So you've had a great session and amassed quite a bag of woodpigeon - but how do you handle the birds now and get them into the kitchen?
Once pigeons have been successfully shot and picked-up, they must be treated with respect; they are a food source and should be handled as such.
At different times of year you’ve have to handle the birds differently before hanging woodpigeon in the chiller without spoiling.
It is wrong to shoot a good number of pigeon if they are going to be dumped at the end of a day’s shooting. Woodpigeon is fantastic to eat and there is huge demand for it, so there is no excuse for not finding shot birds a home, even if you just give them away to friends and family. You might not get much money for the pigeon you sell but it will go towards the cost of a few pigeon cartridges for your next outing.
Coming off the field
If you shoot a good-sized bag, how do you get it off the field? During the winter, it might be tricky to get any vehicle to the hide and you may find yourself having to walk some distance. Luckily, the cool temperatures (and an absence of flies) are on your side, so it is possible to use a breathable sack such as hessian to carry the birds off en masse. Most hessian sacks and bags hold between 50 to 75 dead birds. ou can also take them off the field in this way in early spring.
Once you’re back at your vehicle, you should have crates to hand to transfer them into. If birds are laid out correctly, breast up, a normal-sized bread crate will hold around 25. Don’t over-pack the crates or the birds won’t cool.
When the weather becomes warmer, there will be flies laying eggs and it won’t take long for the birds to turn green. Transporting birds off laid crops is the trickiest job, not only because you can’t get to the hide but also because picking-up is difficult and the weather is usually warm. Though it’s a drag, you should box the birds as you go to try to keep them in the shade and covered, protecting them from flies. Stubbles are much easier because you can often get to the hide, but time will not be on your side in hot weather.
As soon as you’re off the field, get the birds into a chiller as soon as possible. If you shoot a big bag, many gamedealers will come out and take them off your hands straight away.
Back at base
Ideally, birds should go straight into chillers or gamelarders to cool down properly. During the winter birds can go straight into the chiller in the crates you have packed them in, but through the summer months it’s best to lay the individual birds out or hang them so that they cool quickly. If you don’t have the use of a chiller, a shaded, cold stone floor — for example, in a garage — is the next best thing.
Lay your birds out breast up in the winter to cool quickly. In the summer, if it is warm, lay them breast down on a cold floor. If you are unable to get your birds to a gamedealer for a few days put them into a freezer. If you have space, it’s worth investing in a chest freezer.

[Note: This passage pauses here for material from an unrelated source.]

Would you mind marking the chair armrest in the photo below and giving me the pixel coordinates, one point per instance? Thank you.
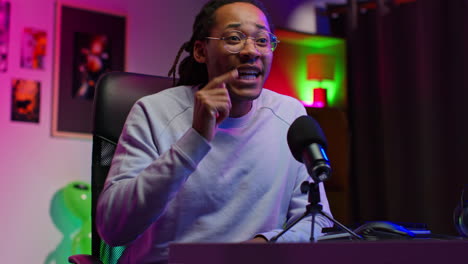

Pick out the birds in best condition and freeze them for your next outing. If you have decided to keep some for your own consumption, let them cool down before breasting them. (Here’s a video to show you how to breast a pigeon.)
In most cases, only the breasts are taken from the dead birds, but this means you have to dispose of the rest of the carcase. This can put people off dressing birds for their own consumption. If you have keepering friends, they will use unwanted breasted fresh carcases for feed or bait for Larsen traps or trying to get that tricky fox. You can also incinerate carcases in an oil drum, which is a good idea in the summer because a fresh carcase will quickly become maggot-ridden. In winter the cooler temperatures will slow the rotting of any breasted birds that have been tied up in a bin liner.
Tom’s top tip for storing your bag
Before you take birds off the field and back to the vehicle, empty their crops. This is particularly important when you have been shooting over any green crop, such as rape, because the meat can become tainted if the bird’s crop is full.